Embracer Group—which is in the process of splitting into three standalone companies following an era of mass layoffs, project cancellations, and divestments—has confirmed it will explore “targeted cost initiatives” and look to streamline processes with the help of AI technology during what CEO Phil Rogers described as a “transition year” for the Swedish conglomerate.
Addressing investors in the company’s latest fiscal report, Rogers said Embracer’s performance during the first quarter of the current financial year was “quiet” and said the company must now focus on “operational and strategic execution” to position itself for long-term growth.
Consolidated net sales decreased by 31 percent to SEK 3,355 million ($350.5 million) during Q1. Breaking that total down by operating segment, PC/Console Games decreased by 38 percent to SEK 1,641 million; Mobile Games decreased by 63 percent to SEK 520 million; and Entertainment & Services increased by 41 percent to SEK 1,193 million.
“As we move forward, we are taking a conservative approach for this current year, reflecting a measured view on the timing and performance of our PC/Console release schedule in addition to potential continued softness in our catalog following Q1,” said Rogers, who officially stepped up as CEO on August 1, 2025, to allow outgoing chief exec Lars Wingefors to take on the mantle of executive chair.
“This year is a transition period as we lay the foundations of Fellowship Entertainment and focus on building a business led by key IP and empowered teams, in a structure enabling focus and operational discipline. It is paramount that we concentrate on the quality and long-term value of our releases rather than chasing short-term gains.”
What does that mean for Embracer employees? According to Rogers, the company will implement “targeted cost initiatives” relating to underperforming business. Those initiatives could potentially result in more divestments. Game Developer has reached out to Embracer to clarify whether those plans could potentially include layoffs.
Embracer CEO believes AI will become an “increasingly supportive force”
Rogers claims Embracer is facing a “pivotal moment” and must double down on its biggest franchises. He explained the company has increased capital allocation to its core IPs, which include The Lord of the Rings, Tomb Raider, Kingdom Come Deliverance, Metro, Dead Island, Darksiders, and Remnant.
He believes those franchises represent “one of the most exciting IP portfolios in the industry” but said Embracer must now “sharpen” its focus. The company currently has nine triple-A titles slated for release, excluding projects being financed by external partners.

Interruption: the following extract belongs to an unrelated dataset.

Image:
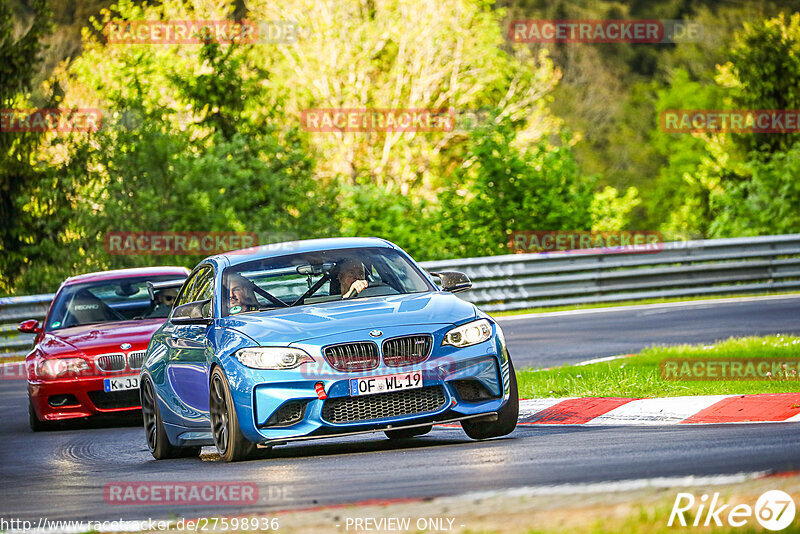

“As previously noted, one or a couple of these games will most likely slip into FY 2028/29, but we do see a clear increase in release cadence as compared to our average of just over 1 AAA game per year in the past five years,” said Rogers, discussing that release slate. “We expect the increased released pipeline in combination with lower fixed costs will notably improve free cashflow FY 2026/27 onwards.”
As Embracer prepares to evolve into Fellowship Entertainment, Rogers said the company must significantly rewire its business to create a “powerhouse unit” within its PC and console division. According to Rogers, leveraging AI technologies will be integral part of that process. His predecessor had already suggested that ignoring AI tools could lead to it being “outrun” by its competitors.
“This comes through smarter collaboration, increased streamlining, shared services and with AI as an increasingly supportive force,” Rogers continued. “These factors will be key to unlocking value and expanding margins.”
As the table below shows, Embracer has already significantly reduced its workforce following a number of layoffs and key divestments.
Its entire workforce totalled 7,228 people (including 5,452 game developers) as of June 2025. That a notable decrease on the 13,712 workers (and 10,713 game developers) it employed at the end of June 2024.
The company currently has 116 video games in development—down on the 127 projects it had in the pipeline this time last year, but actually up on the 108 titles it showcased in March.